Does bpNichol's once-revolutionary wordplay have staying power?

Art by D.J. Nichol.

He dashed off comic books, hatched operas and banged out television scripts. He futzed with fiction, tinkered with radio plays and monkeyed with children’s verse. As a member of the sound-poetry ensemble Four Horsemen, he chanted and nasal-droned for audiences across North America. He favoured collage, comic books, typefaces, puns, doodles and blank pages, and had a soft spot for the letter “H.” Remembered best for the nine-volume The Martyrology, one of the longest long poems in Canadian letters, bpNichol—the beaming, shaggy-haired avant-gardist who died in 1988 at the age of forty-four—became internationally famous for his hand-drawn visual poetry. He called himself a “language researcher.” Mad scientist was more like it.

Alas, Nichol’s super-caffeinated productivity is also, in a sense, hearsay. “Barrie,” writes his close friend Paul Dutton, “could have a few minutes time in an airport departure lounge, or standing at a bus stop, and out would come the notebook and pen.” But much of what he did with that notebook and pen remains scarce, housed in private collections and rare book rooms. A young man in a hurry, Nichol was in love with perishability. “I was interested in the half-life of the poem,” he said in an interview, “the decay, and the fact that things faded away.” Fired up by innovations that allowed him to publish his work when and how he fancied—the mimeograph and the photocopier—he championed the “quick thing”: pamphlets, broadsides, handbills and cards.

These items appeared in limited runs, often editions of one, which Nichol distributed by subscription, sold cheaply or gave away. His ephemera even transcended paper: poems were stitched on pillow cases, printed on matchbooks and—in one pioneering format that dropped straightaway into obsolescence—saved on 5.25-inch floppy disks only bootable on an Apple IIe. Nichol seemed to regard all these try-anything-once odds and ends as a kill switch for good taste. “Instant garbage for the nation’s waste baskets” is how he summed up his publishing activities, a slogan perfectly embodied by an early microbook that instructed readers to promptly burn it. Nichol’s samizdat war against the traditional book resulted in many tactical victories—exciting, unclassifiable confections of word and image—but ended in defeat: a corpus, in Dutton’s words, “unavailable, widely unknown, and far too little appreciated.”

Of course, the challenge of celebrating an artificer whose key artifacts are near-impossible to scare up (or afford: the 1972 silkscreen collection The Adventures of Milt the Morph in Colour will set you back a cool thirty-five hundred) isn’t lost on admirers.
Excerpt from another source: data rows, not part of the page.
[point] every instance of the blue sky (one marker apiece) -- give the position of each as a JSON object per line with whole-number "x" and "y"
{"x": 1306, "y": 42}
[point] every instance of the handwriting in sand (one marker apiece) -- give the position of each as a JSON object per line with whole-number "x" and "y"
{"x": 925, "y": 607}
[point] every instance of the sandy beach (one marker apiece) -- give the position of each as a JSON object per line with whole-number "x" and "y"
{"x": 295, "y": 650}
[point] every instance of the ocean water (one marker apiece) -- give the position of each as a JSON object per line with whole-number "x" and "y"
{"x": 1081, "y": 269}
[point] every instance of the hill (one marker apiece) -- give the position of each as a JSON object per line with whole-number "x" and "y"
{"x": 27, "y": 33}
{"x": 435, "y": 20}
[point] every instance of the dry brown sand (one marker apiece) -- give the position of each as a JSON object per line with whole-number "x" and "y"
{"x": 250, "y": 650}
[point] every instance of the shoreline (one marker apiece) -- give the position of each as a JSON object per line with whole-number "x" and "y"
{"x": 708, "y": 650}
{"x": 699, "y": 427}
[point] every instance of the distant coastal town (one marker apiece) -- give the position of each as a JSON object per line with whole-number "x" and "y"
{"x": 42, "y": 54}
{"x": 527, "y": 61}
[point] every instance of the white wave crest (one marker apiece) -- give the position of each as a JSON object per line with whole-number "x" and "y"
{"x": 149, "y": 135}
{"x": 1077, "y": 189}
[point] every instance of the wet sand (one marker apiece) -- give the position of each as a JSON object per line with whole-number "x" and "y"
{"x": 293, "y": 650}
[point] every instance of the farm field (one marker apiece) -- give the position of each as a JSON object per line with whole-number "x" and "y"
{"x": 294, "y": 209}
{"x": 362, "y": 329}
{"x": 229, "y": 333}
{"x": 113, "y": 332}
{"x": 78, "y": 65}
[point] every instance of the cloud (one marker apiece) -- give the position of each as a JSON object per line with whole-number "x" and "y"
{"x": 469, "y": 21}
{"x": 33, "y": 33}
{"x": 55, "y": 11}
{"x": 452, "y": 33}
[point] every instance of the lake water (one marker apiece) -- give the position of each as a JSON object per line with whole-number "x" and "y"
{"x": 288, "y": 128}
Indeed, distress that Nichol will be typecast by his most conservative work sharply divides debate about his legacy, with accusations that the syllabus-friendly The Martyrology—the only book by Nichol still in print—has been used, in Christian Bök’s words, to “sentimentalize his subversiveness.”

In a bid to claw back the diaspora of Nichols’ output, selected poems, prose, comics and essays have been pickled in sundry reprintings and repackagings. These include H in the Heart (1994), bpNichol Comics (2002) and Meanwhile (2002). The best effort is The Alphabet Game (2007), which, by printing his greatest hits alongside “obscure treasures,” serves as a useful periodic table for Nichol’s preposterous range. was launched in 2008 as an online lumber room for hard-to-find audio recordings and digitized versions of unobtainable volumes. All of this curatorial activity, however, barely scratches the surface. That’s why, for the last two decades, Ottawa poet jwcurry has been doggedly itemizing every last morsel by Nichol, as well as everything written about him. When completed, the eight-volume Beepliographic Cyclopoedia is estimated to smash the scales at four thousand pages. Nichol would have cherished the irony: the poet who married his creative adrenaline to the demands of fruit-fly publishing, memorialized by a book of such Brobdingnagian proportions.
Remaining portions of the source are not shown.